India Ratings: RBI rate hikes will weigh on banking system credit growth : India Ratings
In the medium term, inflationary pressures, supply chain disruptions and weak consumer demand could disrupt the current pickup in credit growth, he added.
“…the inversion of the interest rate cycle, as indicated by the 0.40% increase in the repo rate by the Reserve Bank of India, would weigh on credit growth as borrowing becomes more expensive,” he said.
The agency added that it had received feedback from companies rated by it, indicating a delay in capital spending plans as they await more clarity on the macroeconomic front.
He said banking system credit growth showed a significant recovery at the start of FY23, with credit growth of 11.2% as of April 8, 2022, compared to 5.3% during the same period. in 2021, he said. , adding that it is the highest since July 2019.
The agency believes that while the second wave of Covid had a significant impact on the credit outlook in 2021, the outlook reasonably normalized in early 2022.
In a report released in February, the agency estimated that system-wide credit growth would be 10% for FY23. The number was not revised in the latest update.
On Monday, he said sectors expected to continue to perform well will include energy, metals, cement, chemicals and textiles, while telecommunications, pharmaceuticals and commercial real estate will come under pressure.

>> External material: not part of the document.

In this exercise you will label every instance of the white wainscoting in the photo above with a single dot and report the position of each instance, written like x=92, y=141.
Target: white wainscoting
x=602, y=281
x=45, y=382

In the near term, continued corporate demand for working capital, driven by high commodity prices and the beginning of a return to the banking system of bond markets amid rising interest rates that would keep the engines of credit growth in place, the agency noted. .
Retail loans continue to be the main contributor to the additional year-on-year growth, although the proportion fell to 42.7% in February 2022 from 57.7% in March 2021, it said. -he adds.
The agency said half of the additional retail lending since July 2021 has gone to the unsecured segment, meaning lenders are looking for wider profit margins. However, he was quick to add that they are doing so with stricter credit screens after their pandemic experience.